Colombia election 2026 voters will go to the polls on May 31 facing a paradox: headline unemployment is improving, but the fiscal foundations beneath the economy are deteriorating at their fastest pace in three decades.

The Rio Times, the Latin American financial news outlet, reports that two critical economic releases on April 30 frame the terrain for Colombia’s presidential election, now exactly one month away. The national statistics agency DANE reported March unemployment at 8.8%, with 2.34 million people out of work. Separately, the Carf fiscal watchdog projected that the primary deficit will reach 3.7% of GDP by year-end — 1.6 percentage points worse than the government’s own estimate.

The Employment Picture Before Colombia Election 2026

The March unemployment figure represents an improvement from 9.2% in February and 10.9% in January. The first-quarter average came in at 9.6%, and on an annual basis, unemployment has declined by roughly one percentage point. The government has highlighted that the rate is now firmly in single digits.

Colombia Heads to Election With 8.8% Unemployment and Record Deficit
Colombia Heads to Election With 8.8% Unemployment and Record Deficit. (Photo Internet reproduction)

However, the quality of employment tells a different story. More than 55% of Colombian workers remain in the informal sector — without social security, contracts, or legal protections. Youth unemployment stands at 16.5% nationally, with Quibdó at 32.6% and Cartagena at 23.4%.

The gender gap, while narrowing to its smallest recorded level of 4.3 percentage points, still leaves women’s unemployment at 11.7% versus 7.4% for men.

A Fiscal Deficit the Watchdog Calls “Not Credible” to Fix

The Carf — Colombia’s autonomous fiscal rule committee — delivered a far bleaker assessment on Wednesday. It projects the primary deficit will reach 3.7% of GDP in 2026, compared to the government’s target of 2.1%. That gap of 1.6 percentage points translates to a shortfall of approximately 32 trillion pesos ($8 billion) that would need to be cut or raised to meet the official plan.
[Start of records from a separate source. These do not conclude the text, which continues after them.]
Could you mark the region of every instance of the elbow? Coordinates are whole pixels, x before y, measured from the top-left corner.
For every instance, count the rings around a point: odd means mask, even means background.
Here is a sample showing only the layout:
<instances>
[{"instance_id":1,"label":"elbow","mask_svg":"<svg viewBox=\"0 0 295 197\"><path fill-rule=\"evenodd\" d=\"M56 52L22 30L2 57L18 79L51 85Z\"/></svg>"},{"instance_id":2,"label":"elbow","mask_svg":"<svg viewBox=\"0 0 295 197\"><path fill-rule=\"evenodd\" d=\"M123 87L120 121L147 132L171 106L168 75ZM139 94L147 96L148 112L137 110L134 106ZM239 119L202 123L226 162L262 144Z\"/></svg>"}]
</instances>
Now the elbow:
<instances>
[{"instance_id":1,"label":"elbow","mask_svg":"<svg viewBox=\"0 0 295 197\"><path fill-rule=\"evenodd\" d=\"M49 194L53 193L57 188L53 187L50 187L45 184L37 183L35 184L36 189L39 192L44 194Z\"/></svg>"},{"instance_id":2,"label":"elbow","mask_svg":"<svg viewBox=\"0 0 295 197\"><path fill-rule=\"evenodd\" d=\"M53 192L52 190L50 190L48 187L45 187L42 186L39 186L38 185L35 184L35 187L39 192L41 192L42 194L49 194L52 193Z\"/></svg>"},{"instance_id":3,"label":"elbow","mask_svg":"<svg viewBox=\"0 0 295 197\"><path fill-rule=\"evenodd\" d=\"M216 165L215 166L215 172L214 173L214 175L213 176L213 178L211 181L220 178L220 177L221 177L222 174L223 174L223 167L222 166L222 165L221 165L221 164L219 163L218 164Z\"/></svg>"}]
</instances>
The watchdog’s language was unusually sharp, calling the government’s consolidation strategy “poco creíble” — not credible. It noted that while revenue projections are now realistic for the first time in three years, the spending cuts required to close the gap have no identified funding mechanisms. The total fiscal deficit would reach 6.7% of GDP, with net public debt climbing to 60.3%.

How Colombia Got Here

The deterioration is not new but it has accelerated. Between 2022 and 2025, the primary deficit widened by 2.6 percentage points of GDP, driven almost entirely by spending — primary expenditure hit 19.9% of GDP in 2025, which is 2.6 points above the estimated trend.

The main drivers include transfers to regional governments, pension costs, the fuel price stabilization fund, and health insurance subsidies that expanded under BanRep’s rate hike cycle.

The Carf has warned that three additional risks could add another 0.7 percentage points of GDP to spending in 2026: the pension reform taking effect (0.2 points), the minimum wage increase flowing through (0.3 points), and labor reform impacts (0.2 points). If all materialize, the total adjustment needed would reach 2.3% of GDP in a single year.

What the Next President Inherits

The Carf president, Juan Carlos Ramírez, told the Asofondos congress in Cartagena last week that the next government will need to execute a fiscal adjustment of 4 to 5 percentage points of GDP to stabilize the debt trajectory. Without it, debt could approach 70% of GDP by 2028 — dangerously close to the 71% limit established by the fiscal rule. He warned that even complying with the fiscal rule may no longer guarantee sustainability.

For investors and regional watchers tracking the May 31 vote, these numbers define the inheritance. Whoever wins — from a field that includes candidates from left, right, and far-right — will face a choice between painful fiscal adjustment and a sovereign risk trajectory that rating agencies are already flagging. Morgan Stanley’s flagship emerging market fund has already moved to underweight Colombian debt in this election year, and the policy space for the next administration is narrower than any incoming Colombian president has faced since the 1999 crisis.